What would be the final temperature of a mixture of $50g$ of water at ${20^0}C$ temperature and $50g$ of water at ${40^0}C$?

Answer 1

Hint
We will use the concept of calorimeter. We can use that Amount of heat radiated by a hot object equals the amount of heat absorbed by the same object at a relatively lower temperature.
$\Rightarrow Amount{\text{ }}of{\text{ }}absorption{\text{ }}or{\text{ }}radiation{\text{ }}of{\text{ }}heat = m \times s \times T$
Where, $m$ is the mass of the object, $s$ is its specific heat capacity and $T$ is the temperature at which it is placed.

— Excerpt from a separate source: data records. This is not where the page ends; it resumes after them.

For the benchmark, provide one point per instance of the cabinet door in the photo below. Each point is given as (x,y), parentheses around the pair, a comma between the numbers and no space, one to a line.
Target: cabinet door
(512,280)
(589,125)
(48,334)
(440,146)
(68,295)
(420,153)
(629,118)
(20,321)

Complete step by step answer
Let the specific heat capacity of water be ${s_w}$
Given, Mass of water used for both cases, ${m_w} = 50g$
Warmer temperature, ${T_1} = {40^0}C$
Cooler Temperature, ${T_2} = {20^0}C$
Now,
$Amount{\text{ }}of{\text{ }}heat{\text{ }}radiated{\text{ }}by{\text{ }}warm{\text{ }}water = {\text{ }}m \times {s_w} \times ({T_1} - T) = 50 \times {s_w} \times (40 - T) = (40 - T) \times {s_w}$
$Amount{\text{ }}of{\text{ }}heat{\text{ absorbed }}by{\text{ cold }}water = {\text{ }}m \times {s_w} \times (T - {T_2}) = 50 \times {s_w} \times (T - 20) = (T - 20) \times {s_w}$
Then,
By the law of calorimeter,
$Amount{\text{ }}of{\text{ }}heat{\text{ }}radiated{\text{ }}by{\text{ }}warm{\text{ }}water = {\text{ }}Amount{\text{ }}of{\text{ }}heat{\text{ }}absorbed{\text{ }}by{\text{ }}cold{\text{ }}water$$ \Rightarrow \left( {40 - T} \right) = \left( {T - 20} \right)$
After further evaluation, we get the value of the solution, $T = {30^0}C$
We can also simply calculate this value,
As, The same substance in this case water at different temperature is mixed,
Thus, the final mixture temperature will turn out to be the average of the individual temperatures. That means,
$T = \left( {{{40}^0}C + {{20}^0}C} \right)/2 = {30^0}C$

Note
The concept of calorimeter is very much essential for the solving of this type of problems. Here, no doubt the value from the calorimeter formula and that after averaging the temperatures are the same, due to the temperatures acting on the same substance. But that is not always the same as there are situations where two different substances are used at different temperatures and we are given to find out the total mixture temperature. Thus, it is more beneficial to use the concept of calorimeter as the chances of uttering an error and getting deviated from the original answer reduces.